Why Existing Multimodal Crowd Counting Datasets Can Lead to Unfulfilled Expectations in Real-World Applications

More information leads to better decisions and predictions, right? Confirming this hypothesis, several studies concluded that the simultaneous use of optical and thermal images leads to better predictions in crowd counting. However, the way multimodal models extract enriched features from both modalities is not yet fully understood. Since the use of multimodal data usually increases the complexity, inference time, and memory requirements of the models, it is relevant to examine the differences and advantages of multimodal compared to monomodal models. In this work, all available multimodal datasets for crowd counting are used to investigate the differences between monomodal and multimodal models. To do so, we designed a monomodal architecture that considers the current state of research on monomodal crowd counting. In addition, several multimodal architectures have been developed using different multimodal learning strategies. The key components of the monomodal architecture are also used in the multimodal architectures to be able to answer whether multimodal models perform better in crowd counting in general. Surprisingly, no general answer to this question can be derived from the existing datasets. We found that the existing datasets hold a bias toward thermal images. This was determined by analyzing the relationship between the brightness of optical images and crowd count as well as examining the annotations made for each dataset. Since answering this question is important for future real-world applications of crowd counting, this paper establishes criteria for a potential dataset suitable for answering whether multimodal models perform better in crowd counting in general.

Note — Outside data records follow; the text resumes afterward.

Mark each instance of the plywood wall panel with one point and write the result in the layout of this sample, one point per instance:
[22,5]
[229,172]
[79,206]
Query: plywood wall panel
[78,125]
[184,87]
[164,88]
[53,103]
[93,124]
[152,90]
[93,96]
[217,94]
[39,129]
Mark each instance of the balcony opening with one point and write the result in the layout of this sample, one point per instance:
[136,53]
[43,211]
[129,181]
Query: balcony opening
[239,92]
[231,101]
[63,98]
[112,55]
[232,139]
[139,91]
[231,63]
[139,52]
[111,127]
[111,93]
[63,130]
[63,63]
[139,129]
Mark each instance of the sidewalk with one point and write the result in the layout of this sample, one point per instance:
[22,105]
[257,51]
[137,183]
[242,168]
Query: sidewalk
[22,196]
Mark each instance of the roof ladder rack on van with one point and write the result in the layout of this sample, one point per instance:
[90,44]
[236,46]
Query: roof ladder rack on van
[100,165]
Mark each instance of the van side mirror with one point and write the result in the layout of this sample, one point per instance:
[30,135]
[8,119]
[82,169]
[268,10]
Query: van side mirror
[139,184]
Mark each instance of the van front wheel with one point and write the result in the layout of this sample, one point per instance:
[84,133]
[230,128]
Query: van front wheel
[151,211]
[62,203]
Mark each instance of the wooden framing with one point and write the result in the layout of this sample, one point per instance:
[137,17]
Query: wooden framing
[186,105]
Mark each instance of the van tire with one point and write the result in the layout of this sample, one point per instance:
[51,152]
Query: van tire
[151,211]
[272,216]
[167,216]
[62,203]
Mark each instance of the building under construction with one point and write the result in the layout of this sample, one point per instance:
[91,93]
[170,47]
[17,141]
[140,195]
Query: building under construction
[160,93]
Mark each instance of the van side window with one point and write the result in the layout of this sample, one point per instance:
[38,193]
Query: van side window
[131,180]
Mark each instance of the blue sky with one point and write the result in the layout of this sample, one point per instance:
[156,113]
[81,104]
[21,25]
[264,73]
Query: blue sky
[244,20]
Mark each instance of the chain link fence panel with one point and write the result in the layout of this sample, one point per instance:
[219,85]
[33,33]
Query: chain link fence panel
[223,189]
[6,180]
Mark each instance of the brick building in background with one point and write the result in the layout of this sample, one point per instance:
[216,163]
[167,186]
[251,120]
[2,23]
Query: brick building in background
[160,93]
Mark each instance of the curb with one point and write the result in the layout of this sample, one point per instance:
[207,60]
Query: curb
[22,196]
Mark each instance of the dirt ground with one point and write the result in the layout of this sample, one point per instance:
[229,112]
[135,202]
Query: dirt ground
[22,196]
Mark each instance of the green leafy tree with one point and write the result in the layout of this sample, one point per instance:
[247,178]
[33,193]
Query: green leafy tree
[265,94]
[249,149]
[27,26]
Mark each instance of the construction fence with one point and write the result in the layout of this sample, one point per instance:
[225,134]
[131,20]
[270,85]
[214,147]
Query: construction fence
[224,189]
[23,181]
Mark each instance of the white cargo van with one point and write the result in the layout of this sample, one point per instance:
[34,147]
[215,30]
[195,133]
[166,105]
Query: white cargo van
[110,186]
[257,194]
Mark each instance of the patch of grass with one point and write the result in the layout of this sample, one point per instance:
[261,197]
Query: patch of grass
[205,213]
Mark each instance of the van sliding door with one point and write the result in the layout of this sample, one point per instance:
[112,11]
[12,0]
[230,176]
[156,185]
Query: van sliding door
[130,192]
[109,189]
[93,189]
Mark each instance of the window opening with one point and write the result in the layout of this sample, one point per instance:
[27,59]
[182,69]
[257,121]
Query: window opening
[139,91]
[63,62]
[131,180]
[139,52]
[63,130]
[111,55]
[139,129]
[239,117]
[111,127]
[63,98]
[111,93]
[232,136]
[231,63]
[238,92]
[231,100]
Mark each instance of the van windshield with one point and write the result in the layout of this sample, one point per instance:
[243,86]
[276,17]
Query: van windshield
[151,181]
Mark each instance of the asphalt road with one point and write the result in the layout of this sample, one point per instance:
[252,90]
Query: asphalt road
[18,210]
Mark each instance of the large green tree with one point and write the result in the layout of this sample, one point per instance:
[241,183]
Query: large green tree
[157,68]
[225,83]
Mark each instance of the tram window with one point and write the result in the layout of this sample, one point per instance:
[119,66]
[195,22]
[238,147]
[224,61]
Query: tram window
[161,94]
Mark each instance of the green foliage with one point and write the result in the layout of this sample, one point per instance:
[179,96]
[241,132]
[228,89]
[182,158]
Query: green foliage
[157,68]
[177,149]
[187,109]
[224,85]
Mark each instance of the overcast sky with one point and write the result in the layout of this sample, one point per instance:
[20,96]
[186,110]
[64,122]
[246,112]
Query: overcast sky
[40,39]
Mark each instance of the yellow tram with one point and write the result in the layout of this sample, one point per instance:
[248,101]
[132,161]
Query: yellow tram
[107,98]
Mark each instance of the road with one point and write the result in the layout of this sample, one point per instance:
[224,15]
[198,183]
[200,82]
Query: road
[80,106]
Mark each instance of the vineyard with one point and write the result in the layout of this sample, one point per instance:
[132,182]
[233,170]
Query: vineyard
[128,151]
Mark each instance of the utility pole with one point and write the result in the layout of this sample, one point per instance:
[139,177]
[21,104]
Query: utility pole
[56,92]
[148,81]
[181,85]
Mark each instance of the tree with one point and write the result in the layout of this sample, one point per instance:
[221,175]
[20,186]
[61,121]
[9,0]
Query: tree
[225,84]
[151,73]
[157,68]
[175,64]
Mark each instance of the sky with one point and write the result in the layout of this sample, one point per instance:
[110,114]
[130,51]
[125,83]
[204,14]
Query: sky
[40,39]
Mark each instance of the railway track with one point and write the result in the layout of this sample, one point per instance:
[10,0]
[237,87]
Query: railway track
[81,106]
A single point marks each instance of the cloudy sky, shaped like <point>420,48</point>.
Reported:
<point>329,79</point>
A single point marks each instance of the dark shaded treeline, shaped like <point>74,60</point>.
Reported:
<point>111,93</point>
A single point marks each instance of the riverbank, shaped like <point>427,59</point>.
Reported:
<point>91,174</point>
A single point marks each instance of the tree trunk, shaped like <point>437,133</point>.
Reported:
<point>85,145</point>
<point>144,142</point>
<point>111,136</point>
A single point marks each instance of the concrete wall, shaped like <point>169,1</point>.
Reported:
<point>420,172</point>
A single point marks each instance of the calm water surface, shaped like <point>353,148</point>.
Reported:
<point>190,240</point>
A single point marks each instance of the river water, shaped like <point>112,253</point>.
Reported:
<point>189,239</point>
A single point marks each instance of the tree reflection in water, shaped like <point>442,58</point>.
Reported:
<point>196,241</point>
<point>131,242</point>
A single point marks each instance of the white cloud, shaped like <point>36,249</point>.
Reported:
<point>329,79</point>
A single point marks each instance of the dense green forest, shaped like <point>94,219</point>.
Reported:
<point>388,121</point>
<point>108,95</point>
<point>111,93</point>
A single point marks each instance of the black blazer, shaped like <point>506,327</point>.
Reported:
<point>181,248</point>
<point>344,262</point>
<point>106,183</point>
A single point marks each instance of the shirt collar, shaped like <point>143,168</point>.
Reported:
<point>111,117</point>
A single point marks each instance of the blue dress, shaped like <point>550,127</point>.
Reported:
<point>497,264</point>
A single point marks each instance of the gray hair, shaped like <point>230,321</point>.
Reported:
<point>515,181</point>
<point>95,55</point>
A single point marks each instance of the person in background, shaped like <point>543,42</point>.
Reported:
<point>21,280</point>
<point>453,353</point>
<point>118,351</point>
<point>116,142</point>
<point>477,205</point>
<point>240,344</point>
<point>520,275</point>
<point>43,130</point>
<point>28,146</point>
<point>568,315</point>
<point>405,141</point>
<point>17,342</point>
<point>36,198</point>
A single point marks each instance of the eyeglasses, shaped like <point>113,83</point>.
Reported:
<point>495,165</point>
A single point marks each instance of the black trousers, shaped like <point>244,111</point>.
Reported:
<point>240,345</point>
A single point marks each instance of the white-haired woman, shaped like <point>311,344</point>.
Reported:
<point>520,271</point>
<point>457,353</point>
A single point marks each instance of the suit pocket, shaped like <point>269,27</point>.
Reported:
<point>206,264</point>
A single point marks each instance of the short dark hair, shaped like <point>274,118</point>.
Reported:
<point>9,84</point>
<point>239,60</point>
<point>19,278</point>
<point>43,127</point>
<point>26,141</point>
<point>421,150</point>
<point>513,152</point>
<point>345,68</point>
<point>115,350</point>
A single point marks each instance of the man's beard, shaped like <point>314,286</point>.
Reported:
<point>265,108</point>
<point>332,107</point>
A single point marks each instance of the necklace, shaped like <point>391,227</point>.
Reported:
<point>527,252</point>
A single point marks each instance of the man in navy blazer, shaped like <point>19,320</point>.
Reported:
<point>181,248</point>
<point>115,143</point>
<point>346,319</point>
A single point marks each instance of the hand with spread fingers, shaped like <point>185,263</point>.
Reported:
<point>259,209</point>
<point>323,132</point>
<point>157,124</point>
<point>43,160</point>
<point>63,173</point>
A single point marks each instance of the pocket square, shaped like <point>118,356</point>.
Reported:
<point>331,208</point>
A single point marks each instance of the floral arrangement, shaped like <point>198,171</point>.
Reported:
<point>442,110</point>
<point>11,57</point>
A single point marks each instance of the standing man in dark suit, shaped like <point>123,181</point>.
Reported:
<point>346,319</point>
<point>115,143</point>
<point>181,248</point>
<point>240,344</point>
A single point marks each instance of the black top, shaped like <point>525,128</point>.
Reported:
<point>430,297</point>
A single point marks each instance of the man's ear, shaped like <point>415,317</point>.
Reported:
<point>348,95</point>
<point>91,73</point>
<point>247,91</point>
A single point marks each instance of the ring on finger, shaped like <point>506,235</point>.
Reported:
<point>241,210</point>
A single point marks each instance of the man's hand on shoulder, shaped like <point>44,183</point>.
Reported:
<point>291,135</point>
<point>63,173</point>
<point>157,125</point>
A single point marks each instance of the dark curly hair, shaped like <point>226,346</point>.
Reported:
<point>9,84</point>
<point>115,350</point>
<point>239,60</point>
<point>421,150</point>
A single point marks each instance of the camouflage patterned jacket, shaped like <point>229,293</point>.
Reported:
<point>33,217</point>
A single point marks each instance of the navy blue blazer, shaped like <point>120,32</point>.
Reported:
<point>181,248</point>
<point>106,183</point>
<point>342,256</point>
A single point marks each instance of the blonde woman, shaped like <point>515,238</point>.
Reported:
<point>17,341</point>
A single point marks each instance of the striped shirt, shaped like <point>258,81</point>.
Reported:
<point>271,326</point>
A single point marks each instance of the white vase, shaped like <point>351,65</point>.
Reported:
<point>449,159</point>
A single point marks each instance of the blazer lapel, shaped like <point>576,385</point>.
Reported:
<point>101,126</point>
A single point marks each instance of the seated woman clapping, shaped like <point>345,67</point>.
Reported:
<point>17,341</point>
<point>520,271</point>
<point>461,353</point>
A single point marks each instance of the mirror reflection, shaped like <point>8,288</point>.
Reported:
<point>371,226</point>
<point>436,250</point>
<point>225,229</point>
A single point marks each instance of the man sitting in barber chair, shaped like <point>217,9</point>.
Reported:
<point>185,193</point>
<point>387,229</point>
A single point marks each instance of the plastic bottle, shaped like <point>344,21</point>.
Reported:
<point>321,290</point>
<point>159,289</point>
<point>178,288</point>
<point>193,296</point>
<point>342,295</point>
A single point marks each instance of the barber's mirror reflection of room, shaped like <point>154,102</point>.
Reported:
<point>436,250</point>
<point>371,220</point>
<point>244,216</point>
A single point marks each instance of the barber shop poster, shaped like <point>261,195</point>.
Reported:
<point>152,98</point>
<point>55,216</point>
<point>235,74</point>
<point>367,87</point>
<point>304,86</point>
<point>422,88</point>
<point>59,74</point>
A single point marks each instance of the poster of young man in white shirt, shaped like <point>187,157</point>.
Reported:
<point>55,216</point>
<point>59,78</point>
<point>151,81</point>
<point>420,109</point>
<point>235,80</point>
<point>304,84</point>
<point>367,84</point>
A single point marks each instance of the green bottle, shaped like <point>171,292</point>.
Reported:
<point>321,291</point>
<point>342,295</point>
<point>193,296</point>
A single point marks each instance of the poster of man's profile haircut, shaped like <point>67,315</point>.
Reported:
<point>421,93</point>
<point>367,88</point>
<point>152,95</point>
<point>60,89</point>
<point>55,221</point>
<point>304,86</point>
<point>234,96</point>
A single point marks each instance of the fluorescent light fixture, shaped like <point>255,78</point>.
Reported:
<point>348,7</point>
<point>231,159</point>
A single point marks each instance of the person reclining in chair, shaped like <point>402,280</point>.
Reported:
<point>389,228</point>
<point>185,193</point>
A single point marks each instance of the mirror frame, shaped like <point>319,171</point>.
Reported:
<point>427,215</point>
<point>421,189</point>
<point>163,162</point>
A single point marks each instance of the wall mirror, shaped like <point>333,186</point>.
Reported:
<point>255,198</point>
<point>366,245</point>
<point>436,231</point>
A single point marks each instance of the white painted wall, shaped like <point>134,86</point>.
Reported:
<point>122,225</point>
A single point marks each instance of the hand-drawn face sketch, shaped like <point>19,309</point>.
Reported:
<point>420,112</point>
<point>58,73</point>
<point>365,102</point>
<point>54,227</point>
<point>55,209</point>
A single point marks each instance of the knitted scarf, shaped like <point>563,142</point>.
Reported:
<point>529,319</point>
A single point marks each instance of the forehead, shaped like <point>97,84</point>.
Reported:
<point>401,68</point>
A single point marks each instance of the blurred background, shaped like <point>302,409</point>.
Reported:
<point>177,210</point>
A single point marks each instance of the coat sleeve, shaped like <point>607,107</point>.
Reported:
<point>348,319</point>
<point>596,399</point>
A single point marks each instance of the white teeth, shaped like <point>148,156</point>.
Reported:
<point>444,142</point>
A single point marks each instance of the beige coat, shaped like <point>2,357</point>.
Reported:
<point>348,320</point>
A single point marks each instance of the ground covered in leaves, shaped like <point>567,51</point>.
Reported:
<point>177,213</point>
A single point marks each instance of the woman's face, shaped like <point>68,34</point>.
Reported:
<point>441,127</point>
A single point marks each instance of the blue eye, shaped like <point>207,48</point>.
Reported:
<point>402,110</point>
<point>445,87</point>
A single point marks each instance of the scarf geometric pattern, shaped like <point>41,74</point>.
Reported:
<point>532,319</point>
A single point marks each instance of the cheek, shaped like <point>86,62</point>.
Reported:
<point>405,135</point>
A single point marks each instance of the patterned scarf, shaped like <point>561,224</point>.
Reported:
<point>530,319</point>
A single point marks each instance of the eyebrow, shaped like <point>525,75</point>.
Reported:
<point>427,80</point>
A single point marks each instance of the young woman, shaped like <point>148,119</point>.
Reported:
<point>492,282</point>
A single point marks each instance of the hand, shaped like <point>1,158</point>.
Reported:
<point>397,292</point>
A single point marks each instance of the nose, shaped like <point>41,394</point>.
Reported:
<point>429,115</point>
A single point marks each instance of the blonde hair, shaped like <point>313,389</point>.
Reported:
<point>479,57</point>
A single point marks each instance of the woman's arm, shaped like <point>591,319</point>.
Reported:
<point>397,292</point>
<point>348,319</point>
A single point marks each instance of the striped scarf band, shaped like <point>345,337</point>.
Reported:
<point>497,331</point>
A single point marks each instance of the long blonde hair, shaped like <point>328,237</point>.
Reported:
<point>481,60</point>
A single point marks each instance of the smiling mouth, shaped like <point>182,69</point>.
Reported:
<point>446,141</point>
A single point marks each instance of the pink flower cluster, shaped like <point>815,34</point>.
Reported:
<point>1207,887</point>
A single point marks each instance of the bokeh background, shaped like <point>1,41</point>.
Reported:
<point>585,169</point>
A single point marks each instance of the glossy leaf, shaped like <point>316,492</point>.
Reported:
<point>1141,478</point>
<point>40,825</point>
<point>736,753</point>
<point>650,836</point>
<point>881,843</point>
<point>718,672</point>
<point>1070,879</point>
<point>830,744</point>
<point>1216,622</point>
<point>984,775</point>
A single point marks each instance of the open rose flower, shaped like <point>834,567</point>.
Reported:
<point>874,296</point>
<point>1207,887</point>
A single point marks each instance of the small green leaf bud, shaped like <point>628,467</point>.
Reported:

翻译：信息越多决策与预测越准确，对吗？为验证这一假设，多项研究指出同时使用光学与热成像图像可提升人群计数预测精度。然而，跨模态模型从双模态中提取增强特征的内在机理尚未完全明晰。由于跨模态数据通常会增加模型复杂度、推理时间与内存需求，亟需系统探究跨模态相较于单模态模型的差异与优势。本研究利用现有全部跨模态人群计数数据集，系统对比单模态与跨模态模型性能。为此，我们基于单模态人群计数研究前沿设计了单模态架构，并采用多种跨模态学习策略开发了多类跨模态架构。为确保可比性，跨模态架构的核心组件与单模态架构保持一致，旨在回答"跨模态模型是否普遍优于单模态人群计数模型"这一关键问题。出乎意料的是，现有数据集无法为此问题提供统一定论。研究发现现有数据集存在对热成像图像的偏置，这一结论通过分析光学图像亮度与人群数量的相关性及检验各数据集标注特征得出。鉴于该问题对人群计数未来实际应用具有重要指导意义，本文建立了适用于验证"跨模态模型是否普遍更优"的潜在数据集评价标准。